Thanks again, I don’t know why but I totally brain-lagged about the sequence memory and the fact that ofc the HTM creates its own representation of what I’m feeding it. Thus, I understand all your points except why :

Would be a problem since it does it in a deterministic way.

My idea would be to perform a brain scan of the SP to create some kind of heat-map that would represent the SP throughout a single run to see which connections were active before an anomaly occurs. Then based on this representation deduce the features. However this still requires to know where the features end up in the SP.

But then do you have any suggestions on feature selection/extraction/weighting that work well for HTM models ?

Thanks again.

2 Likes

Consider this - keep a buffer window of the source data (a parallel stream) and if the HDR farm kicks out an anomalous value delta the stream with the delayed version to see what changed.
A slightly more elaborate version is to feed the two streams into a classic RNN with the anomaly detection as a training signal.
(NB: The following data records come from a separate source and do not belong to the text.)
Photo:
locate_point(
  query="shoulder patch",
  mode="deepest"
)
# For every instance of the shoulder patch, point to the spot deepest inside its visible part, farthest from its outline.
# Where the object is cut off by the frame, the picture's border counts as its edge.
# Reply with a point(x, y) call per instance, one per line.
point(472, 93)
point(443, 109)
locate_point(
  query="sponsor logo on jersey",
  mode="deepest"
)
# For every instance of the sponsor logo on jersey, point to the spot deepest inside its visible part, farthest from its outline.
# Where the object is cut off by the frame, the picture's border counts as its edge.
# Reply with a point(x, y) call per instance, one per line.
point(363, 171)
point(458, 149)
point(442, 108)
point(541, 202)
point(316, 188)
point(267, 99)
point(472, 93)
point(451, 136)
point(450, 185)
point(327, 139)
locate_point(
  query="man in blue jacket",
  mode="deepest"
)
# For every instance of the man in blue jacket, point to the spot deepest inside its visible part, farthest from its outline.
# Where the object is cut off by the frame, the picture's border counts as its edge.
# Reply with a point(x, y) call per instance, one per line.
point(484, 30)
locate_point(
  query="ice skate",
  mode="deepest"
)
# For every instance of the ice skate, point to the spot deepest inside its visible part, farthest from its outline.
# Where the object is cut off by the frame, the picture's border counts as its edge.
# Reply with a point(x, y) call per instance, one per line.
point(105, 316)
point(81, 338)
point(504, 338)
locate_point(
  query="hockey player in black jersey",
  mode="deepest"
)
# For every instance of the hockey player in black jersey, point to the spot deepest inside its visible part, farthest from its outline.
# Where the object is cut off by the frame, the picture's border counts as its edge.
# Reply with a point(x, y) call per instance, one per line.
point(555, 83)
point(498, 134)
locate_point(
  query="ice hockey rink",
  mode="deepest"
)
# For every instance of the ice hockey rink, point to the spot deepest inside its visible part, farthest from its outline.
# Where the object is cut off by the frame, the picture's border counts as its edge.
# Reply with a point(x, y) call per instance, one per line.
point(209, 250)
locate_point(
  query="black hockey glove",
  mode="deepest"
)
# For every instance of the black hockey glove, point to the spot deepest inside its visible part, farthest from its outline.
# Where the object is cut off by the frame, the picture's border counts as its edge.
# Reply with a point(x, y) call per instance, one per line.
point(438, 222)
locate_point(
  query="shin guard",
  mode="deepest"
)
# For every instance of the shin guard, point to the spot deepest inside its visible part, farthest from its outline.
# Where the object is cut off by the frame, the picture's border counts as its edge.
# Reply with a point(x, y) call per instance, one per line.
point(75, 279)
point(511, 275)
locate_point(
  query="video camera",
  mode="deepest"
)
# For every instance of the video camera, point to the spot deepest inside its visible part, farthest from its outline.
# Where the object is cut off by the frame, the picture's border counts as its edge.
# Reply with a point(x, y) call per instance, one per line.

Depending on how you set it up you could just learn what is considered an anomaly.

3 Likes

This is an interesting idea,

I’ll give it a try although I’m unsure on how I could infer from the delta that the specific features that changed were responsible, as it could very well be the combination of a feature changing and another staying the same.
The second idea (I understand correctly) won’t fit into my work though.

I’ll keep you posted on the first one, in the meantime I am open to any other idea !

Thanks you guys.

2 Likes

What do you mean exactly by ‘combining’ here?

I use a multi-variate anomaly detection strategy of having n parallel models (44 in your case) and flagging time steps when x% of them breach 0.99 anomaly likelihood. Or if you know when the ‘true’ anomalies are, you could look at the recent likelihood values of each metric leading up to these specific time – maybe make a histogram of the recent likelihood values for each, and see which metrics’s values fall at the higher end.

Hello Sam,
In this case I meant a parallel execution of all the models (44) vs an execution of a single model with the 44 features. I have access to ground truth for my evaluation and already tried something similar to what you’re suggesting although not the comparison of recent likelihood values. I noticed that the only times I was successful in detecting all anomalies was when combining several features. I’ll give it another try in comparing recent values and see if anything good comes up.
Cheers.

1 Like

Alright cool! Curious to hear what comes of it.

Interesting. I think the approach of comparing the metrics’s anomaly likelihoods recent to failure times could inform which features are most telling. Then you could combine these choice features into a single model – or several multi-feature models. I think its still useful to run the parallel single-feature models as well – because if say a 10-feature model shows anomaly, there’s no interpreting the individual roles of features within this.

Hello Quense - any update as how you were able to zero onto the “most significant sub-set” of the initial set of 44 feature?

1 Like

I ended up trying several feature selection methods (filter based) instead of relying on the average prediction error of each individual feature.
I’m actually writing a paper based on these results and I’ll share it with you once it is finished.
The best we found was selecting a small amount of features (3 to 7) using ExtraTrees.
Using the parameters for the SP and the TM from this paper : https://arxiv.org/abs/1510.03336
Another solution would be to use Particle Swarm Optimization to optimize the HTM parameters along with the feature set. We decided not to since it would have required too much computing time to end up with a possibly overfited model.

1 Like

Thanks Quense - will wait to see your paper.
In the meantime, I am having a tough time installing nupic on my local machine and GCP.

Can you point me to a smooth way of installing nupic (on GCP) please?